The interest in more sustainable solar sites continues to (yes, I’m doing it) grow. Pollinators are being added, vegetation is improving, and sheep are being deployed to eat that vegetation. Now it’s time to this all together and make sure those sheep are eating right too.
Ernst Conservation Seeds, the largest producer of native grass and wildflower seeds in the eastern United States, has partnered with both the Ernst Pollinator Service, a leader in establishing pollinators in all types of habitats, and the American Solar Grazing Association (ASGA), a non-profit trade organization devoted to promoting the grazing of sheep on solar installations, to develop the new Fuzz & Buzz Seed Mix and to (yup, doing it again) plant the idea of the solar pasture as a best practice.
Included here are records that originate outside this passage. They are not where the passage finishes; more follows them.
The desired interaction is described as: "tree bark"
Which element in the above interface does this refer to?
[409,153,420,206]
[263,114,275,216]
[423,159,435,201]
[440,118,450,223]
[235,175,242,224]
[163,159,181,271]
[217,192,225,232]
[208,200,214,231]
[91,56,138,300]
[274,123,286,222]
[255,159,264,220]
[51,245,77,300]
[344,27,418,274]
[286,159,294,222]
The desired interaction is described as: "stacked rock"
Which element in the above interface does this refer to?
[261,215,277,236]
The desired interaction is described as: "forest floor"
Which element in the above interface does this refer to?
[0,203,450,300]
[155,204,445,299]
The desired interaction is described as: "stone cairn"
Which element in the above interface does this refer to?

The Fuzz & Buzz seed mix was developed to address the unique nutritional needs of sheep, while providing a low-growing, easily maintained and sustainable vegetation solution for solar installations. The plant species chosen for the mix were vetted by experts at the Cornell University Sheep Program for their palatability to sheep.
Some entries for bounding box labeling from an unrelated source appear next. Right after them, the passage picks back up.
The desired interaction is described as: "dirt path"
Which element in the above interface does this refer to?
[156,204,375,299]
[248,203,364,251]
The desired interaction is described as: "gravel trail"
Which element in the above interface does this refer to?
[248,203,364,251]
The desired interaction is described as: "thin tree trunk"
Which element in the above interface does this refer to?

“What could be better than a seed mix designed for solar sites that is durable, intended for grazing and biodiverse enough to support a range of pollinator species,” said Lexie Hain, executive director of the ASGA. She continued, “This is the launch of the newest in solar: solar pastures. Thanks to Ernst Conservation Seeds and Ernst Pollinator Service for teaming up with the farmers at ASGA to create our first solar pastures seed mix.”
The diversity of grass and flowering species in the mix adds the ecological benefit of providing pollen and nectar sources for honeybees, native pollinator species, birds and other wildlife. A portion of the proceeds from the sale of the mix will be donated to the ASGA in support of its mission.
“Our mission is to provide seeds that solve problems ecologically,” said Calvin Ernst, president of Ernst Conservation Seeds. “With the Fuzz & Buzz seed mix, we’re able to offer a three-part solution that minimizes maintenance for solar operators, provides an opportunity for sheep graziers who need additional pasture, and improves soil health and biodiversity for the benefit of pollinators and wildlife.”
A proponent of solutions that help landowners restore profitability to their grounds, Robin Ernst, president of Ernst Pollinator Service, said, “We embrace new and inventive ways for America’s farmers to make their land productive and profitable, sometimes in ways they might not have previously considered. Solar sites offer many landowners just such an opportunity on their property. The addition of grazing potential for sheep on these sites can multiply that profitability even further. And when those sites bring with them habitat for pollinators, it’s a winning proposition on many fronts.”